Dan fajar di timur lamat-lamat menampak…
***
Café Arudam: Sebuah Lagu Mengalun Indah…
I follow the Moskva
Down to Gorky Park
Listening to the wind of change
An August summer night
Soldiers passing by
Listening to the wind of change
Lagu Scorpions mengalun penuh sentuhan di lubuk jantungku. Darahku seperti hujan yang mulai menggerimis. Duduk di pojok, di lantai tiga Royal Plaza ini, kembali kutangkap kelap-kelip rumah yang berdesak-desakan di kejauhan. Kelap-kelip menjelang malam. Kelap-kelip yang juga kutangkap pada semburat mata Shifa.
“Aku suka lagu ini Syam,” Shifa mulai bercerita. Lagu Scorpions yang terus mengalun dari hp nokianya, menyiratkan sebuah hasrat terpendam. Atau mungkin kekecewaannya pada seorang lelaki yang pernah menggantikan kehadiranku. Lagu yang kunikmati bersama kecemburuanku yang menderu seperti laju bus kota menembus tubuh sumpek kota ini.
Shifa terus bercerita. Di kota ini mula-mula, setelah berpisah denganku, ia menemukan kegelisahan dan kehilangan tak terkira. Hari-harinya dilalui dengan menghitung tetasan airmata. Kuliahnya, hanya jeda melepas duka maha dalam.
Sebulan berselang, Shifa mulai bisa melupakan kenangan bersama Syam. Bersamaku. Entah dari apa kenangan itu? Ia datang seperti oplet tua dan pergi seperti siput? Ah entah kapan dia datang dan pergi?
Ode, lelaki dengan mata sipit, berkulit putih, dan berkacamata minus, lambat-laun mengisi ruang resah di sudut hati Shifa. Shifa pun mulai belajar: hidup penuh pilihan! Aku harus memilih! Dari lelaki ini, ia belajar menerima hidup sebagai kenyataan. Bukan mimpi. Ia juga mulai memahami untuk menjadi “Perempuan di Titik Nol”. Sosok yang diperankannya dalam drama “Aku Perempuan”. Drama yang diadaptasi dari novel Nawal El-Sadawi. Drama yang ditulis dan disutradarai oleh Ode.

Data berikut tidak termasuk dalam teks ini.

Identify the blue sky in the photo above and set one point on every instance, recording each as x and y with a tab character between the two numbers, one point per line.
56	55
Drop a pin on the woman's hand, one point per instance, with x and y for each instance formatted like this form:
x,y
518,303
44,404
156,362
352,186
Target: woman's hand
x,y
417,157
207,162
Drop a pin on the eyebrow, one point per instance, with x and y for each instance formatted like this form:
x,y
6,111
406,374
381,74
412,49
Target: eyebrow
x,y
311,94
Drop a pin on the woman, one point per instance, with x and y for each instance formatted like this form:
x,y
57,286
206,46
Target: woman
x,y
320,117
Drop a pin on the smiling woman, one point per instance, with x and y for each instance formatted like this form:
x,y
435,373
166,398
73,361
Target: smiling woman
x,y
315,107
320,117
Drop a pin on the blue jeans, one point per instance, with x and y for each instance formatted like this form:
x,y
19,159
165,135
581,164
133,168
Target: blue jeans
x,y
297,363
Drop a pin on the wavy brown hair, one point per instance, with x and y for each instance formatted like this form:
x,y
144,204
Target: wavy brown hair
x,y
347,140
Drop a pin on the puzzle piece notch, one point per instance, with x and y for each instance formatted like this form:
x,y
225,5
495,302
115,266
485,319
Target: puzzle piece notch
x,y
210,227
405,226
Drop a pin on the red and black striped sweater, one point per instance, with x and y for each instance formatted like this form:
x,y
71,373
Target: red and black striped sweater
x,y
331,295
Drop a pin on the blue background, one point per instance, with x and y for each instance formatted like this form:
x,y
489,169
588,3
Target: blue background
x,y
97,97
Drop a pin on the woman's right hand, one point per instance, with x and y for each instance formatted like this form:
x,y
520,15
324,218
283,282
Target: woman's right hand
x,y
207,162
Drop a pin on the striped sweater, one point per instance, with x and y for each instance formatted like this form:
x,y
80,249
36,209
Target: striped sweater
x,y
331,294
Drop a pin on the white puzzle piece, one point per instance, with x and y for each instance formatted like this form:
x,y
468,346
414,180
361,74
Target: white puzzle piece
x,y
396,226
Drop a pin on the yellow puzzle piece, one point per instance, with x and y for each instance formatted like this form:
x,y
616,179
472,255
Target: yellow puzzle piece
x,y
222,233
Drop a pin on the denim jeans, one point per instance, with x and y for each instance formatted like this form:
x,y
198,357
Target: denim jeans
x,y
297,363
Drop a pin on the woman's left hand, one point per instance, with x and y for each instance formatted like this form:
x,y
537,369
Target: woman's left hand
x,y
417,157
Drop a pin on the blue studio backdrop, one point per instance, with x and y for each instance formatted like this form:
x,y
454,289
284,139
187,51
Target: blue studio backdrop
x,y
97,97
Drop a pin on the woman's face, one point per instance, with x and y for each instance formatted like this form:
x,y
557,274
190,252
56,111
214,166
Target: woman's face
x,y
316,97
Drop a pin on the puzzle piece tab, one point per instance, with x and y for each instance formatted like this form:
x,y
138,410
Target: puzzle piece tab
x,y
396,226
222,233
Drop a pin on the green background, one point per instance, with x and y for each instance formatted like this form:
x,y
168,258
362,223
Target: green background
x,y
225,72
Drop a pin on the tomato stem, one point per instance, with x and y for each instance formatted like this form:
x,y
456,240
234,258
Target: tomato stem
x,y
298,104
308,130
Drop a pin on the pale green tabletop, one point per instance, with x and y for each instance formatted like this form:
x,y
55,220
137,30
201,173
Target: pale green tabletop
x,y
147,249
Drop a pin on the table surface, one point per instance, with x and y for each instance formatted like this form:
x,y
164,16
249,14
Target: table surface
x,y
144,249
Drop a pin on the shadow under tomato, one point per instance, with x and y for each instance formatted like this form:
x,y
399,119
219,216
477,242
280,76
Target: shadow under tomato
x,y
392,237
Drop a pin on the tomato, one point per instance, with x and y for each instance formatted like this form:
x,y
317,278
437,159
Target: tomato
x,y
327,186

“Ia lelaki yang diimpikan dan dielukan oleh setiap orang di sekitarnya.” Shifa menerawang jauh. Runcing matanya menembus rinai hujan. Sementara di kejauhan, lanskap kota menawarkan sepotong panorama ricuh: keluh di hati Shifa, cemburu di hati Syam. “Ia pintar. Energik. Dan penuh totalitas. Tapi sayang hidup menyediakan banyak pilihan. Aku mesti memilih. Seperti dia memilih.” sejenak Shifa menahan nafas. Lalu, tampak berat ia menghempaskannya. Seperti hendak menghempaskan batu ketidakberdayaan di dadanya; beban ketidakpercayaan akan orang yang selama ini mampu mengisi hari-harinya, tiba-tiba dengan alasan klise: tidak ada kecocokan lagi, memutuskan berpisah.
Berat awalnya. Tapi lambat laun ia mesti menyadari kembali: hidup mesti memilih! Ia mesti kembali menjadi sosok perempuan yang diajarkan oleh “Aku Perempuan” yang dipentaskannya. Perempuan yang tak boleh meneteskan airmata. Perempuan yang …
“Ah?” mata Shifa berbinar. Tatapannya sayu mesra. Binar-binar keceriaan yang sempat padam menemukan sumbu nyala lagi.
“Kuputuskan untuk memilih Syam” Shifa menyadarkan kepalanya ke bahu Syam. Shifa menyandarkannya sepeti dulu mereka menikmati malam Taman Bunga.
“Dan kuputuskan untuk bersetia hati Shifa”, tangan Syam membelai sulur-sulur rambut Shifa.
Lalu Shifa dan Syam mendekatkan diri. Di kedua tobong mata mereka kelap-kelip kota, rinai hujan, memupus rindu tanah yang menguar.